Ecco perché fu venduto lo stabilimento del “baffone” - Foto

Da Udine al mondo non è solo il percorso seguito dalla birra Moretti è anche la motivazione che nel 1989 spinse Luigi Menazzi Moretti, l’ultimo erede dell’azienda di viale Venezia, a cedere il marchio al produttore canadese Labatt passato poi alla Heineken. Oggi la Moretti è la birra più venduta in Italia, senza quella scelta non sarebbe stato lo stesso. «Da mia madre avevo ricevuto la consegna di continuare a gestire l’azienda, ma se continuare significava cadere o affidare la ditta a mani più forte per poter andare avanti, ho scelto: grazie a Dio oggi dai 300 mila ettolitri prodotti allora siamo passati a 2 milioni l’anno».
A raccontare la storia della birra udinese nel volume “La birra Moretti da Udine al mondo. 130 anni di una dinastia imprenditoriale” (Gaspari editore) è lo stesso Luigi Menazzi Moretti, ovvero Luigi III visto che prima di lui portavano lo stesso nome il nonno e il bisnonno a conferma che la storia parte dal 1859.
Il volume è stato presentato, ieri sera, nella sede di Confindustria Udine, dove la risposta della città non si è fatta attendere. «Questa storia è fortemente intrecciata con la città» ha fatto notare il giornalista Paolo Medeossi, secondo il quale il Baffone è un simbolo aereo di Udine come l’Angelo del castello e i due Mori.
Sull’affetto per la birra friulana si sono soffermati anche il presidente della Provincia Pietro Fontanini e il consigliere regionale Vincenzo Martines, mentre l’assessore alla Cultura, Federico Pirone, ha invitato a leggere la storia della Moretti per comprendere l’evoluzione dei luoghi e quindi della città. «È una storia imprenditoriale dei nostri giorni - ha evidenziato il responsabile Cultura di Confindustria, Massimo Ghini -, gli imprenditori sono come sciamani prevedono il futuro. Nel 2015 possiamo bere birra Moretti grazie a una scelta coraggiosa fatta da un’azienda dove si respirava un clima olivettiano, era entrata nelle case, nelle famiglie». Ed è proprio da quello spirito che Ghini prende ispirazione per consolidare il binomio impresa-cultura in città.

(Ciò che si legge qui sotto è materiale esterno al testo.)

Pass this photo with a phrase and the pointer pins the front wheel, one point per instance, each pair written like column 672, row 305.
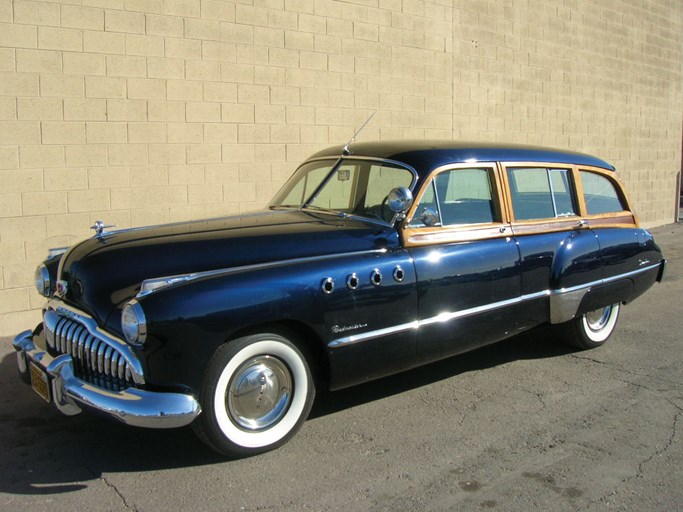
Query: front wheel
column 591, row 329
column 257, row 392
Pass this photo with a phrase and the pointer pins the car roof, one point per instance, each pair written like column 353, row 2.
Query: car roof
column 425, row 155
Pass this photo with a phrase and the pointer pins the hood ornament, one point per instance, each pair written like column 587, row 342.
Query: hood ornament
column 99, row 228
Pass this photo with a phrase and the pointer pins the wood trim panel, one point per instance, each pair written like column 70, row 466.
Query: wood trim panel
column 417, row 236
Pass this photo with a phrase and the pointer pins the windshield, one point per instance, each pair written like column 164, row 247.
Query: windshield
column 353, row 187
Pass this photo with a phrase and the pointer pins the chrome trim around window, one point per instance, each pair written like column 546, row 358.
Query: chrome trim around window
column 564, row 304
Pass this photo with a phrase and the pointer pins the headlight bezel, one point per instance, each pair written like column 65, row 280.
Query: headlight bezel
column 134, row 323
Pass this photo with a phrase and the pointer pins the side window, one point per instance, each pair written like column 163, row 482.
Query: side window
column 600, row 194
column 539, row 193
column 458, row 196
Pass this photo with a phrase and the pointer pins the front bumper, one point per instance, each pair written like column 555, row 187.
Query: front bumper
column 131, row 406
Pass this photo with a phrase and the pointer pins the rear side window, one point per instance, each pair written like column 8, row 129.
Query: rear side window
column 457, row 196
column 600, row 194
column 540, row 193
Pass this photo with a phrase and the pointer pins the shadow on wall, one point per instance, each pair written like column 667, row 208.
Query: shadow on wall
column 47, row 453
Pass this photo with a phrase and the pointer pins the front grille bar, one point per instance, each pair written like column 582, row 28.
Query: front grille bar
column 95, row 360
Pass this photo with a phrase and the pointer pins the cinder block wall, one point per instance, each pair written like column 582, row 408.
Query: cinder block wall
column 146, row 111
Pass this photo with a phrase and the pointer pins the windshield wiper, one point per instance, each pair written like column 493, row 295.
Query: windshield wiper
column 320, row 209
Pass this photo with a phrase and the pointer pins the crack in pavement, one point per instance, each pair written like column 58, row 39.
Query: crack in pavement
column 641, row 465
column 624, row 370
column 118, row 493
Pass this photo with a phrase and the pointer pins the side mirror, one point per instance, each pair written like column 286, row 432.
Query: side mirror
column 429, row 216
column 400, row 199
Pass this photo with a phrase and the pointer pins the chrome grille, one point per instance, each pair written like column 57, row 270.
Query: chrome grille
column 95, row 360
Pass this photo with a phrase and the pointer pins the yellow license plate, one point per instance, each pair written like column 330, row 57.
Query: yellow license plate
column 40, row 382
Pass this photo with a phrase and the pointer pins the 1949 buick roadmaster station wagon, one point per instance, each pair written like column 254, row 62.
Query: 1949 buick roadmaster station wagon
column 369, row 261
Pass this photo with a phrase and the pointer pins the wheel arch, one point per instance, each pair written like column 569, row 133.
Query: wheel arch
column 303, row 336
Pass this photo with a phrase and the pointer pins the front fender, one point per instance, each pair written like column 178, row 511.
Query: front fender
column 187, row 322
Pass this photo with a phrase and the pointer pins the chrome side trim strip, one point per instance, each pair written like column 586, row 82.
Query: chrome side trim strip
column 357, row 338
column 183, row 278
column 564, row 302
column 443, row 317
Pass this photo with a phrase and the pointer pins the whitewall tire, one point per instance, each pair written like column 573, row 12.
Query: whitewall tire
column 257, row 392
column 591, row 329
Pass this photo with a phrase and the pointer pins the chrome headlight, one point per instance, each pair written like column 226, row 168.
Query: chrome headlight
column 133, row 323
column 42, row 279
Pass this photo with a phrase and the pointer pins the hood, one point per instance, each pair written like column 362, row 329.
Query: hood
column 102, row 273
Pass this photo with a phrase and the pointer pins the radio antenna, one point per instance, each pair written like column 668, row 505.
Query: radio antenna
column 346, row 149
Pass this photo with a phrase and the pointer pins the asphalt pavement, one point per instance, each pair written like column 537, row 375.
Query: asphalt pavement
column 526, row 424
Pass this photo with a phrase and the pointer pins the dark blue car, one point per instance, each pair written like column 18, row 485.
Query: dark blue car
column 368, row 262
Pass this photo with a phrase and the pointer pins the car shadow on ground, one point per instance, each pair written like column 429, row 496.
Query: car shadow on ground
column 48, row 453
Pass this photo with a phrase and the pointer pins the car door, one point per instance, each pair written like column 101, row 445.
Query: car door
column 558, row 250
column 466, row 261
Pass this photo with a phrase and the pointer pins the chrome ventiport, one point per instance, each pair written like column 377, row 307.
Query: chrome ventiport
column 399, row 274
column 327, row 285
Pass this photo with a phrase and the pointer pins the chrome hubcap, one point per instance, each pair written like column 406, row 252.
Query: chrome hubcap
column 597, row 320
column 259, row 393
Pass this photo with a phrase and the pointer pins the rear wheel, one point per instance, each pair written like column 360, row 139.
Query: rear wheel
column 257, row 392
column 591, row 329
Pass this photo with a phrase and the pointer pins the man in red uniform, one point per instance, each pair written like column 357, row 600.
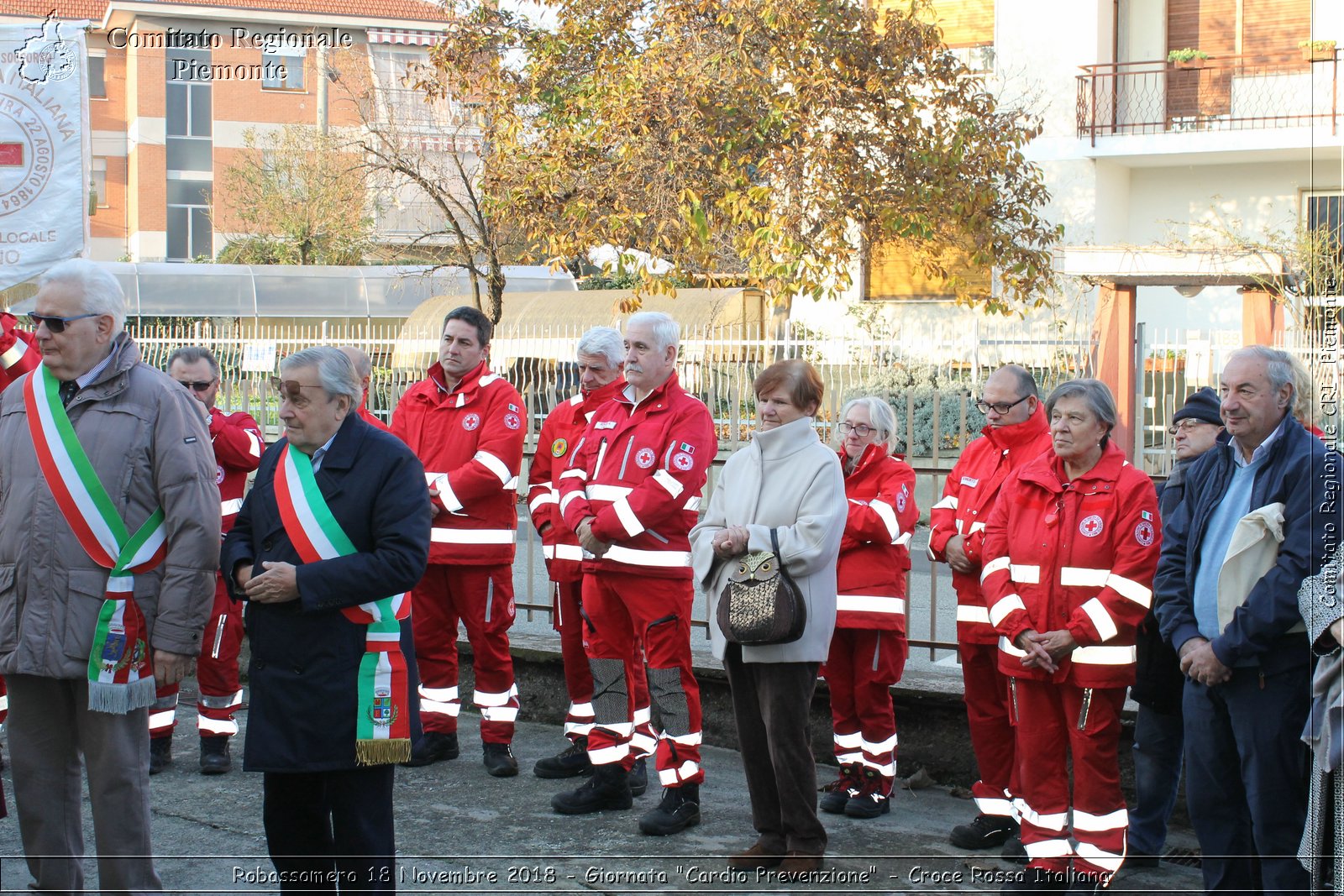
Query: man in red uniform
column 1016, row 434
column 19, row 354
column 465, row 425
column 365, row 369
column 631, row 493
column 239, row 448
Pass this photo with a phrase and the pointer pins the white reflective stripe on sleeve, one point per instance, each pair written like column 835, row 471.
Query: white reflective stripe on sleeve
column 598, row 492
column 472, row 537
column 1048, row 821
column 1048, row 849
column 495, row 465
column 217, row 726
column 11, row 355
column 1101, row 620
column 1084, row 578
column 971, row 613
column 1110, row 821
column 994, row 566
column 1003, row 607
column 669, row 483
column 1105, row 656
column 625, row 513
column 889, row 517
column 1129, row 589
column 870, row 604
column 664, row 559
column 1100, row 857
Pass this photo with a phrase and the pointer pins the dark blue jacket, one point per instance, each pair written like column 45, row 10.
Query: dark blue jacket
column 1301, row 473
column 306, row 653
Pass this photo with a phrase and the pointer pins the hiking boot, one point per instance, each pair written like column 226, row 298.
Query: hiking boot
column 433, row 746
column 839, row 792
column 984, row 832
column 214, row 757
column 638, row 777
column 499, row 761
column 609, row 788
column 160, row 754
column 569, row 763
column 871, row 801
column 680, row 809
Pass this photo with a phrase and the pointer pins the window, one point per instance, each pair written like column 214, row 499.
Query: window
column 282, row 69
column 98, row 183
column 97, row 81
column 190, row 234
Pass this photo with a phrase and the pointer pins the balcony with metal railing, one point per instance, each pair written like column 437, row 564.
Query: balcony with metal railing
column 1209, row 97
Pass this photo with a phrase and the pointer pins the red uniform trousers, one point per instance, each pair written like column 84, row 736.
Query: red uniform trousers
column 578, row 676
column 992, row 736
column 624, row 609
column 483, row 598
column 860, row 669
column 221, row 694
column 1048, row 719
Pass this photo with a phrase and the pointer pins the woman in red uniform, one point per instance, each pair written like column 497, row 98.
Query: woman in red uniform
column 869, row 647
column 1070, row 553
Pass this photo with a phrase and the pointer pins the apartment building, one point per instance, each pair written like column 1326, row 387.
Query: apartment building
column 176, row 85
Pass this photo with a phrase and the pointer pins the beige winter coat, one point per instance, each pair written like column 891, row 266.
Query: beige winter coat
column 148, row 443
column 1252, row 553
column 788, row 479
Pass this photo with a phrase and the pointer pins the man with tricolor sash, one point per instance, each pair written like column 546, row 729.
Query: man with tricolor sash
column 109, row 539
column 328, row 543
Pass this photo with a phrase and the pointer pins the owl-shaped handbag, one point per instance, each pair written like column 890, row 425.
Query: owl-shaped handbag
column 761, row 604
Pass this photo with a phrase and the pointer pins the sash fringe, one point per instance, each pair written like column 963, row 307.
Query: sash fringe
column 382, row 752
column 120, row 699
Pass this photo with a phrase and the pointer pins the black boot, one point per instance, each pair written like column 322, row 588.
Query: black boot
column 609, row 788
column 433, row 746
column 214, row 757
column 570, row 763
column 160, row 754
column 680, row 809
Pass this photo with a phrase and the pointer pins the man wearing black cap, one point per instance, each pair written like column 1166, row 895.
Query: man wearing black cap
column 1159, row 683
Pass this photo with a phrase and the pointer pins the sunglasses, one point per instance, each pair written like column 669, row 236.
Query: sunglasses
column 55, row 324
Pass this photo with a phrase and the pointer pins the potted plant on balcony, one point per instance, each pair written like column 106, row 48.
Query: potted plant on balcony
column 1317, row 50
column 1187, row 58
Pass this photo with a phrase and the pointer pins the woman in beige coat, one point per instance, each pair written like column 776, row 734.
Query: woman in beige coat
column 788, row 479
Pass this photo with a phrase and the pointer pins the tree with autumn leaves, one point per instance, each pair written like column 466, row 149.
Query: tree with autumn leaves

Tanti gli aneddoti (alcuni sono stati letti da Giovanni Nistri) raccontati nel libro definito da Medeossi «un atto di coraggio» proprio perché spiega le ragioni della scelta. «Non volevo lasciare qualcosa di non detto - ha puntualizzato Menazzi Moretti - perché avere la fortuna di cedere il marchio a un gruppo che ti rispetta e ti porta in tutto il mondo è soddisfacente».
Le ragioni della scelta riportano alla globalizzazione, «al coraggio - sono sempre le parole dell’imprenditore - di prendere atto delle proprie dimensioni e di valutare che non si può andare avanti da soli». Nella sala affollata dagli invitati, le parole di Menazzi Moretti risuonavano come una lezione rivolta agli imprenditori ingabbiati dalla crisi. Non era certo questo lo scopo della serata, ma l’attualità ha trasformato i racconti, compreso quello sulle due donne, Anna Moretti e Luisa Menazzi Moretti, che hanno ricoperto ruoli fondamenti nell’azienda, in un vero e proprio caso imprenditoriale da studiare per capire il futuro.
La storia della Moretti non trascura la figura di Ugo Omet, il procuratore speciale che gestì per conto di una bambina (Anna Moretti) l’azienda per 20 anni; quella del baffone, il marchio voluto da Lao Menazzi Moretti, il papà «intraprendente» di Luigi, e quella dei dipendenti che nel passaggio di proprietà non persero alcun diritto. Tutti i dettagli emergono dal dialogo tra Menazzi Moretti e il giornalista Mario Blasoni, che rende gradevole la lettura. Un’amicizia quella tra Blasoni e Menazzi Moretti rafforzata con la battaglia sulla denominazione del parco che inizialmente era Foni.
La serata si è conclusa all’Astoria con la consegna del volume agli ex dipendenti nel corso della tradizionale cena annuale.